Short Exercise: What Do Prototypes Prototype? – Ellie Vela

Broadly, our concept for our game involves decorating fancy dogs w/ accessory cards in order to make the best dog to answer some prompt. Then the winning dog will be determined via judging. We’re also considering adding a trading phase so players can exchange accessory cards.

 

  1. When should players trade accessory cards?

 

This changes the kind of fun the game employs e.g. whether trading relies more on bluffing or guessing. Do players know the prompt already? Do they know what dogs the other players plan to play? We might prototype this question by modding an exist judging game (e.g.

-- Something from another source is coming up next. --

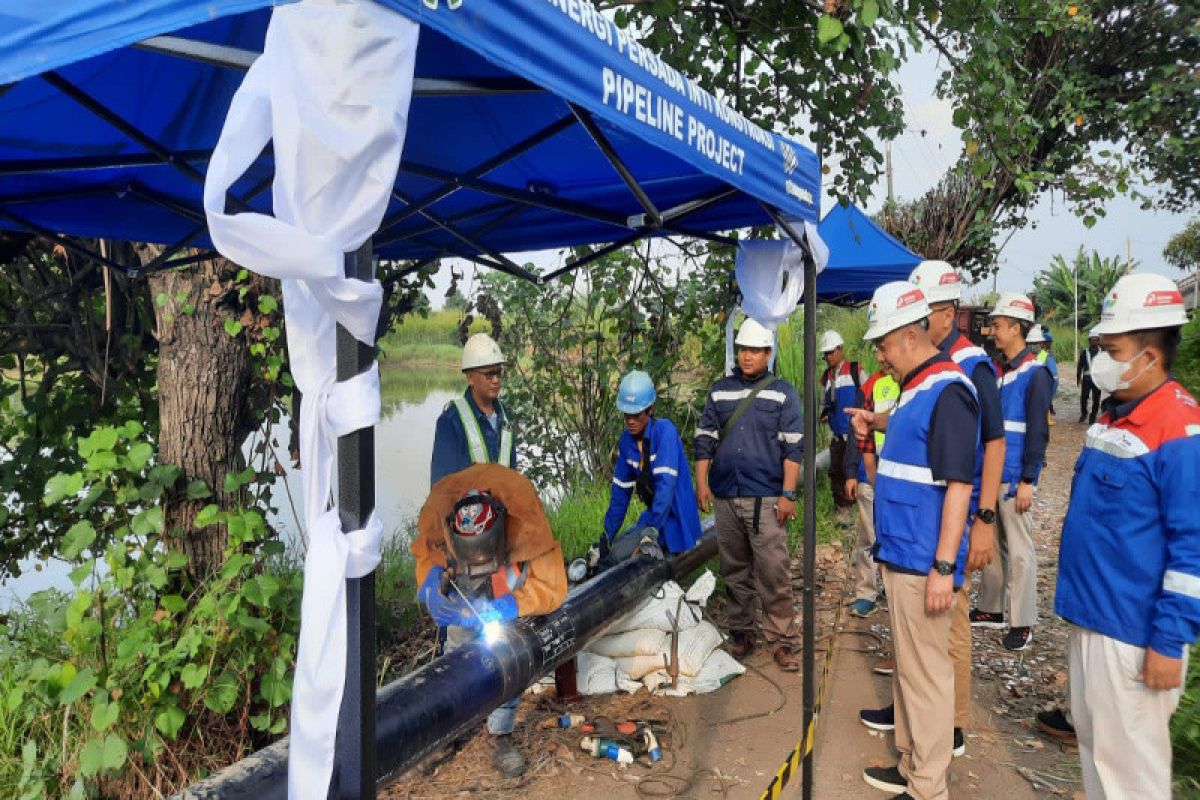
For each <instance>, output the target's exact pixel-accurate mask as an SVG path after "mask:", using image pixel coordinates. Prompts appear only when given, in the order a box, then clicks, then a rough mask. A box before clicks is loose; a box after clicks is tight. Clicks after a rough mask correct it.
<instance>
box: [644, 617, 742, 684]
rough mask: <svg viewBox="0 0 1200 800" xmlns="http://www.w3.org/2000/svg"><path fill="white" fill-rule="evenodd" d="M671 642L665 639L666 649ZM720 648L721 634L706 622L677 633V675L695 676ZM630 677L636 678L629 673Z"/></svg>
mask: <svg viewBox="0 0 1200 800" xmlns="http://www.w3.org/2000/svg"><path fill="white" fill-rule="evenodd" d="M670 646H671V642H670V637H668V638H667V648H668V649H670ZM719 646H721V632H720V631H719V630H716V626H715V625H713V624H712V622H709V621H708V620H704V621H702V622H701V624H700V625H696V626H694V627H689V628H688V630H686V631H679V674H680V675H697V674H700V670H701V669H702V668H703V666H704V660H706V658H708V656H709V654H710V652H713V650H715V649H716V648H719ZM630 676H636V675H634V674H632V673H630Z"/></svg>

Cards Against Humanity) with a judging phase. I think for the tone our game is going for, social guessing may be a more fun dynamic than bluffing, so players may prefer the trading to be before they know the prompt.

 

  1. How many accessories should dogs have?

 

This changes the pace of the game, and getting it wrong risks boredom. I would prototype this by modding the Monstrocard mod and putting a limit on the number additions players could make to their blobs. I expect that players would prefer to have somewhere in the 2-3 accessories range, since that gives them more options but doesn’t require them to make as many decisions as 4+ accessories.

 

  1. Shoulding judging be done by vote or by a single player?

 

This is important because it changes the objectives of the game. I would prototype this by modding the Monstrocard mod we played in class, comparing a version with a single judge and a version with voting. I predict that players would prefer a single judge, since they’re more predictable.